Still, the Woodburys and Woodbury Corp. have managed to keep a relatively low profile in the public eye. And that’s the way they’ve liked it for 100 years.

“I think we have cared an incredible amount about our reputation amongst those people that needed to know,” Guy Woodbury said. “Those are a big deal to us, our partners and investors. Nobody else needs to know.”

Now, as the third generation enters and passes through their 60s, they’ve begun to consider what the company will look like under the fourth generation of Woodburys.

“We’ve had substantial discussions about how do we pass the reigns now to a fourth generation,” Lynn Woodbury said. “It’s not something that just happens.

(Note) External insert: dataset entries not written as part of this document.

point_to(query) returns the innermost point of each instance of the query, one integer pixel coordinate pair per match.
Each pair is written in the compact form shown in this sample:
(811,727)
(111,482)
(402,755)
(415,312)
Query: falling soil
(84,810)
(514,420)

It’s something that if you plan for it, you can find a way to do it.”

He’s been pleased to see members of the fourth generation coming into their own as leaders, he said, speaking up more in meetings and expressing their opinions.

“They understand the changes in technology and in generational attitudes about things that, frankly, the old guys don’t really quite fully understand,” Lynn Woodbury said. “So it gets a perspective, I think, that will help ensure that we’re going in the right direction in the future.”

The second generation of Woodburys led the company into commercial and shopping center development, while the third generation branched out into hotels and residential space. The legacy of the fourth generation remains to be seen.

Regardless, Randy Woodbury said, he has “no fears” about the next generation “continuing this and making it bigger and better than where we’ve dreamed it would be.”

“It’s just that dang fifth generation we’ve got to worry about,” Jeff Woodbury joked. “That one’s still up in the air.”